-
Notifications
You must be signed in to change notification settings - Fork 5.2k
Description
Background and motivation
The complexity of enumerating a HashSet<T>
or a Dictionary<TKey, TValue>
is determined not by its Count
, but by its internal capacity. There are scenarios where both of these structures are enumerated frequently, and during their lifetime they might grow very large and then shrink to a small size.
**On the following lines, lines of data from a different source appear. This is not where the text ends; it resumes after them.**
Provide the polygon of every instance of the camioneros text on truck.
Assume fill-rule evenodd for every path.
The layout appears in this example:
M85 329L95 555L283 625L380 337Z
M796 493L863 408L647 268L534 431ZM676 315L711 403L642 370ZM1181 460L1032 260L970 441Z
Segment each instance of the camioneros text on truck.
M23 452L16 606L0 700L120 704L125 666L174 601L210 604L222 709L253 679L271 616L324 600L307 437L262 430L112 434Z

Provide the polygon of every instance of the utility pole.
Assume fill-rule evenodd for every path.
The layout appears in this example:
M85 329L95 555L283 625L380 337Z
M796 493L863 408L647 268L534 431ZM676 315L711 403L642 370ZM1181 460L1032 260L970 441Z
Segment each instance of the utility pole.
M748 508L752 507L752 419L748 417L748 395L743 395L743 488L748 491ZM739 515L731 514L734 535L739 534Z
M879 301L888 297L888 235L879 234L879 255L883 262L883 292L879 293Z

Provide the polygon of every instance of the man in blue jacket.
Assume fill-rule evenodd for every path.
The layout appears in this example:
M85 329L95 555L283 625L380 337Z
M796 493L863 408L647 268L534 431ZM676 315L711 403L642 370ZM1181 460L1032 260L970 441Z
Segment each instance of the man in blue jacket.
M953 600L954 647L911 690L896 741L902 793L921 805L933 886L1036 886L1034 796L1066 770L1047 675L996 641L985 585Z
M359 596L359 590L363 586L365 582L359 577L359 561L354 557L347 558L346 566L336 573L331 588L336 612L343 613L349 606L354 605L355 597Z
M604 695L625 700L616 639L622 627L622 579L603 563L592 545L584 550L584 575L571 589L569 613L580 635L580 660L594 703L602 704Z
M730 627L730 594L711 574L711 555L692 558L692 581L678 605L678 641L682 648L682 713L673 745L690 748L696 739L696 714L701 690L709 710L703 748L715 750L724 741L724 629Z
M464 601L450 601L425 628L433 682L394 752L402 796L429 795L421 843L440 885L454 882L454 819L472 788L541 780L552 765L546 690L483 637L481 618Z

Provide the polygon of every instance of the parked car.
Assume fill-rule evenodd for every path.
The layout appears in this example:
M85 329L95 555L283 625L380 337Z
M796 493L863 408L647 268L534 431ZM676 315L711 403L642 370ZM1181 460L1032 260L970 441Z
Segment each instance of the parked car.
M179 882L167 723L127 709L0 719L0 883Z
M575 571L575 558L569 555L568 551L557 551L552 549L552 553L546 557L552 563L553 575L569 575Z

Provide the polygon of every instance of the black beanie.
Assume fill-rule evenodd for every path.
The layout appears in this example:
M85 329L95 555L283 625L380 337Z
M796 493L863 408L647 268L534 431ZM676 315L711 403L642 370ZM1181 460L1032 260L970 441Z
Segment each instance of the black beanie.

In these scenarios it makes sense to call TrimExcess
at a point when the current Count
has become too small compared to the current capacity, in order to speed up the enumeration of the collection.
If a Capacity
property was exposed, it could be used for example like this:
dict.Remove(key);
if (dict.Count < dict.Capacity >> 2) dict.TrimExcess(dict.Count << 1);
In the above example the capacity of the dictionary is reduced to double its size, when its size becomes a quarter of its capacity. So a dictionary with capacity 1000 will have its capacity reduced to 500 when the Count
drops below 250.
Currently it's not possible to know the internal capacity of these collections, without keeping track of their Count
after every operation that affects their size. Which is quite cumbersome. Or by using reflection, which is not efficient and safe.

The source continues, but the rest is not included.